In the Asiatic area, the CASSISS study (China Angioplasty & Stenting for Symptomatic Intracranial Severe Stenosis) must be mentioned. In this study, 50% of 380 planned patients are supposed to receive optimal medical therapy, while 50% receive optimal medical therapy in combination with a stent. The organisers of this study also stress the importance of avoiding the weaknesses of the SAMMPRIS study. Clinical practice is taken into account by combining medical therapy with stenting, selecting patients with greater care and selecting participating hospitals based on their experience and capabilities. This study has been running since 2014 (20).

Stroke prevention

To prevent an initial stroke, risk factors must be considered and, if possible, minimised. These factors include raised blood lipid levels, smoking, diabetes and high blood pressure. So, risks can be minimised through healthy nutrition and regular exercise.
Along with optimal medical therapy, the same applies if a stroke has already occurred. Even in the SAMMPRIS study, the patients observed were able to lower the risk of stroke after one year (14,13,21) through drugs and the intensive management of vascular risk factors in combination with strict lifestyle modification (5,6) to 12.2% (11,12). Lifestyle modification was conducted and monitored by a coach who contacted the patients by telephone every fortnight in the first three months after inclusion, and once a month after that (6). The jury is still out as to how far such a procedure transfers to the requirements of everyday life (5,6).

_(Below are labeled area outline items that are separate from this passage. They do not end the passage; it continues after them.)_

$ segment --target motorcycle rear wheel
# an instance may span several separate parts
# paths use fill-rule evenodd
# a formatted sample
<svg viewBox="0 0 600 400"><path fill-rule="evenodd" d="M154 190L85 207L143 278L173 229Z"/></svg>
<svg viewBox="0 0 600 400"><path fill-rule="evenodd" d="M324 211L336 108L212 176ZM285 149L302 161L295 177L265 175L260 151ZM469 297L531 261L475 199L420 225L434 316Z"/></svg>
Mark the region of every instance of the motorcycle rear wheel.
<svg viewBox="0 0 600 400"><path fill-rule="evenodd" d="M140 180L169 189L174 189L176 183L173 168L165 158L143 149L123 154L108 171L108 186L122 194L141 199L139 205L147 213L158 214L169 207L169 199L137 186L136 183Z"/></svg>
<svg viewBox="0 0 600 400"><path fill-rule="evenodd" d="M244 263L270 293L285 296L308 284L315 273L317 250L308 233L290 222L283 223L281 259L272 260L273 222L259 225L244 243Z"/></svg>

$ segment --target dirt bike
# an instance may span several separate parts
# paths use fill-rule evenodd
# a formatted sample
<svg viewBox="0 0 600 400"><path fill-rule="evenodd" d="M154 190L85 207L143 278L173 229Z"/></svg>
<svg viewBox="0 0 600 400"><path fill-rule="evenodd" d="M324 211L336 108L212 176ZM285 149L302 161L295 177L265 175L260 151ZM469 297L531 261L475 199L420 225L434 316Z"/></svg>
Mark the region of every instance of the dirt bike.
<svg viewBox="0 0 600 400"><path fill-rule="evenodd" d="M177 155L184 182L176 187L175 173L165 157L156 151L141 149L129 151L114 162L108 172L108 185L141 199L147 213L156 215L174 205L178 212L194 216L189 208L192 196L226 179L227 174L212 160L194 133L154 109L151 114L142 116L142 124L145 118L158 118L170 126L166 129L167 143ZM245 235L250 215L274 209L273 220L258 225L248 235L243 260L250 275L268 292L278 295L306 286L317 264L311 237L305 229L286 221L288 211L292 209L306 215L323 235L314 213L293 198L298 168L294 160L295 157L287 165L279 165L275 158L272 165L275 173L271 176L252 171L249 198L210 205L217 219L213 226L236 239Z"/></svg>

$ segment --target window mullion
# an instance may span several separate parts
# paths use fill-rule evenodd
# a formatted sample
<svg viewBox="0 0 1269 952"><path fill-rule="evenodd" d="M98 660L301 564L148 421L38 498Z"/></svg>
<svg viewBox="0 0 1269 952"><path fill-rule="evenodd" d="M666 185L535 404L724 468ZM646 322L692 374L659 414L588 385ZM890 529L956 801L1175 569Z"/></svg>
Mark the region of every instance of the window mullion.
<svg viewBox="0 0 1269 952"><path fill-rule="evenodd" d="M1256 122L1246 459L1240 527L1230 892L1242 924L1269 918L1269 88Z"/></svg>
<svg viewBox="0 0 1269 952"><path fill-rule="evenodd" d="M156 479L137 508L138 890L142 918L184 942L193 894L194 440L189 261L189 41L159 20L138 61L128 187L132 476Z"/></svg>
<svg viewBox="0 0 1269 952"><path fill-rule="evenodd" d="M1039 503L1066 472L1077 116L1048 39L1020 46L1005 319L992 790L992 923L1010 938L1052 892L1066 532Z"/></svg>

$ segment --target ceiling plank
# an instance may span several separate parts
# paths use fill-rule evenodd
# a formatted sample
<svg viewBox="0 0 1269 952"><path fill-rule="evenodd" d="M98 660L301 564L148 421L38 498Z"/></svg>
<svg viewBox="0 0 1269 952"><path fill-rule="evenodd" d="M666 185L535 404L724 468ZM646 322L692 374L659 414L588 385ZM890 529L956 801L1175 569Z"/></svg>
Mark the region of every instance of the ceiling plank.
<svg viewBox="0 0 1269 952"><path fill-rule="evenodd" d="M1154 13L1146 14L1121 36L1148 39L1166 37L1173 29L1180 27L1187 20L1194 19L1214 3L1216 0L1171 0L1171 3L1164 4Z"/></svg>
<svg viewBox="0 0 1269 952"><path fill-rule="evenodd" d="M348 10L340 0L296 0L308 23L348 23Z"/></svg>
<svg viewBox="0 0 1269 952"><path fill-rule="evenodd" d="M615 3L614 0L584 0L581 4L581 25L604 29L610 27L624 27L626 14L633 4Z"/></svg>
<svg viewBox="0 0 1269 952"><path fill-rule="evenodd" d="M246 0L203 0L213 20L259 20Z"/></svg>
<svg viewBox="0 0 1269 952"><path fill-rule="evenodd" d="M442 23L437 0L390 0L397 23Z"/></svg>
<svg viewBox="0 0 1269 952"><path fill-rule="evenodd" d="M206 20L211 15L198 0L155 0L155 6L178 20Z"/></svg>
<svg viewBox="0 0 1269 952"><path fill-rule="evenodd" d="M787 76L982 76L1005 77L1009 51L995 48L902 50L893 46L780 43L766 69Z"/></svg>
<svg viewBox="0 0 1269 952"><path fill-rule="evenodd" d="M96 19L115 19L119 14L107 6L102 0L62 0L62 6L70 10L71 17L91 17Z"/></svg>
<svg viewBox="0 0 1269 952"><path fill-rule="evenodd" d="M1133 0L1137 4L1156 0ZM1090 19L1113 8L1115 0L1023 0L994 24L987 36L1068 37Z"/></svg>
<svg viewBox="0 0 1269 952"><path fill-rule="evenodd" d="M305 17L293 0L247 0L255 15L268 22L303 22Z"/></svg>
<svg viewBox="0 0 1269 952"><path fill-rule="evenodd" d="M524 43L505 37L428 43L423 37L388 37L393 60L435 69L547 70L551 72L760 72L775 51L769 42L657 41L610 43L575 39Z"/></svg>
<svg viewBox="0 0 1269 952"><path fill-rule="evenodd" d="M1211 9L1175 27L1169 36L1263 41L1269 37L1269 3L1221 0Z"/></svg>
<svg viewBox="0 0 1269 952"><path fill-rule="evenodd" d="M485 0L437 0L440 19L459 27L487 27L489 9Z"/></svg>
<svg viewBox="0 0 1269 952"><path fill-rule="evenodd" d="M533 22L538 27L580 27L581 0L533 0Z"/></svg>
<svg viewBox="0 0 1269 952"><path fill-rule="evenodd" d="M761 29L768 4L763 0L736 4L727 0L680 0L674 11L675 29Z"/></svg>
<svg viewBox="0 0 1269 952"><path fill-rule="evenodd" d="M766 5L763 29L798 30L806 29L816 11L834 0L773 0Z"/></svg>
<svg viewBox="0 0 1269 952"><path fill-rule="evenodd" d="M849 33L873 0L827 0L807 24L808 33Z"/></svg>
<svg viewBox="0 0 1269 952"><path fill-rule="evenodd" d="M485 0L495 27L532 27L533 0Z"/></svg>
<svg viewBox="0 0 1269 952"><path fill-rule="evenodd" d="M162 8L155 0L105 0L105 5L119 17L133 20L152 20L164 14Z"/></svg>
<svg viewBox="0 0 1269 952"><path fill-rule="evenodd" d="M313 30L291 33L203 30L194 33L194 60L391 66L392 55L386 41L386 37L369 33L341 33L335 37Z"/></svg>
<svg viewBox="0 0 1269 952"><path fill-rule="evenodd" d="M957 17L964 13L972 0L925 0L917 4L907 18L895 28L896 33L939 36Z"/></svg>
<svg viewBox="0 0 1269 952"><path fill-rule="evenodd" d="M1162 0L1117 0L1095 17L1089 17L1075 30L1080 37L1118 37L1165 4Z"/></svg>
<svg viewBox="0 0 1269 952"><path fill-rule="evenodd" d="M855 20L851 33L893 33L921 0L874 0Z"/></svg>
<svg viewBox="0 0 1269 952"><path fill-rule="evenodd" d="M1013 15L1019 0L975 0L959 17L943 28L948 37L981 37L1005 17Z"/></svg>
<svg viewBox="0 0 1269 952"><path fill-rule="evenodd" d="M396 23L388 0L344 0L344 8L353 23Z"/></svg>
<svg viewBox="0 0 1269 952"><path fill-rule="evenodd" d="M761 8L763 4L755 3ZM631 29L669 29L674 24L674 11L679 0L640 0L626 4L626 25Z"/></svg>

Current developments in Germany

After an intensive advisory process lasting over three years, the German Federal Joint Committee (G-BA) came to a decision in September 2016 on future treatment methods to be covered by statutory insurers.
As a result of this decision, patients who have an intracranial stenosis with a degree of stenosis of at least 70% and have suffered at least one further infarction after a stenosis-induced infarction despite subsequent intensive medical therapy remain unaffected by an exclusion.  Equally, patients with an acute vessel occlusion due to a high degree of stenosis for whom alternative treatments fail or cannot be considered are excepted (see decision).

Summary
When all the arguments mentioned are weighed against each other and the clinical studies are examined closely, the picture appears clearer. No one is arguing with the fact that changing to a healthy lifestyle is the best stroke prevention there is. However, if a stroke or a TIA occurs due to a high degree of intracranial stenosis, it appears to be indisputable that optimal medical therapy represents the method of choice. Nevertheless, these drugs are not sufficient for all patients. In such cases, medical experts maintain that, under quite specific circumstances, the treatment alternative of last resort should be used, which consists of PTA and stenting.
Consideration of the use of medical products from a technical standpoint

Consideration of the use of medical products from a technical standpoint
The SAMMPRIS study has shown clearly that the high percentage of early strokes and haemorrhagic complications are correlated with the procedure of intracranial stenting, which can be put down to the technical limitations of the Wingspan® stent used and can possibly be remedied with new technical developments (5).
An important step in the procedure applied in the SAMMPRIS study is the so-called exchange manoeuvre, which basically can cause a movement in the microwire needed and lead to vessel ruptures and haemorrhaging (5). This manoeuvre serves to remove the balloon catheter from the patient after application in order to widen the vessel and in a second step to navigate the stent conduction system to the site to be treated.
Consequently, at least some complications can be prevented by avoiding the exchange manoeuvre. The implementation of this optimisation in miniaturised, modern medical products is described in (22), whereby the stent can be applied directly using a PTA catheter, making the exchange manoeuvre described superfluous. This modified treatment method consisting of a PTA catheter and stent in “one system” is carried out in selected hospitals in Germany and observed as part of the “AcandiS Stenting of Intracranial STENosis – regisTry“ (ASSISTENT).